Free agent
- First baseman
- Born: November 15, 1997 (age 28) Louisville, Kentucky, U.S.
- Bats: LeftThrows: Right

= Logan Wyatt =

American baseball player (born 1997)

Logan Thomas Wyatt (born November 15, 1997) is an American professional baseball first baseman who is a free agent. He played college baseball for the Louisville Cardinals and was selected by the San Francisco Giants in the second round of the 2019 Major League Baseball draft.

==Amateur career==
Wyatt attended North Bullitt High School in Shepherdsville, Kentucky. He signed to play college baseball at the University of Louisville during his senior year. As a senior, he batted .412 with five home runs, 55 RBIs, and seven stolen bases and was named to the All-State baseball team for the third time in his high school career. Undrafted out of high school in the 2016 Major League Baseball draft, he enrolled at Louisville to play college baseball for the Louisville Cardinals.

In 2017, as a freshman at Louisville, Wyatt appeared in only 18 games, batting .167. That summer, he played in the New England Collegiate Baseball League with the Sanford Mainers where he hit .258 in 22 games.
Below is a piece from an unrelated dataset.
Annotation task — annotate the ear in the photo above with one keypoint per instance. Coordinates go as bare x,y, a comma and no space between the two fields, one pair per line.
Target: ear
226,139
Wyatt broke out as a sophomore in 2018. In 64 games, he slashed .339/.490/.522 with six home runs and 69 RBIs and was named to the All-ACC First Team. After the season, he played in the Cape Cod Baseball League for the Orleans Firebirds and was named to the All League Team. In 2019, Wyatt's junior year, he batted .283 with nine home runs and 53 RBIs in 69 games and was named to the All-ACC Second Team.

==Professional career==
===San Francisco Giants===
Wyatt was considered one of the top prospects for the 2019 Major League Baseball draft. He was selected by the San Francisco Giants in the second round with the 51st overall pick, and signed for $1 million. He made his professional debut with the Arizona League Giants of the Rookie-level Arizona League, and, after seven games, was promoted to the Salem-Keizer Volcanoes of the Low–A Northwoods League. After 18 games with Salem-Keizer, he earned a promotion to the Augusta GreenJackets of the Single–A South Atlantic League. Over 44 games between the three clubs, he batted .278 with three home runs and 30 RBI.

Wyatt did not play in a game in 2020 due to the cancellation of the minor league season because of the COVID-19 pandemic. In 2021, he was assigned to the Eugene Emeralds of the High-A West and also played briefly for the Rookie-level Arizona Complex League Giants, slashing .238/.386/.308 with two home runs and 28 RBI over eighty games with both teams. After playing only 29 games in 2022, he was selected to play in the Arizona Fall League for the Scottsdale Scorpions following the end of the season. In 2023, Wyatt split the season between Eugene and the Double–A Richmond Flying Squirrels, slashing .258/.355/.436 with 17 home runs and 65 RBI over 117 games.

Wyatt began the 2024 campaign back with Richmond, playing in 14 games and hitting .156/.240/.333 with two home runs, five RBI, and one stolen base.

===Lake Country DockHounds===
Wyatt initially retired from professional baseball on August 10, 2024. However, on October 13, 2025, Wyatt came out of retirement and signed with the Lake Country DockHounds of the American Association of Professional Baseball. He was released by Lake Country prior to the start of the season on February 4, 2026.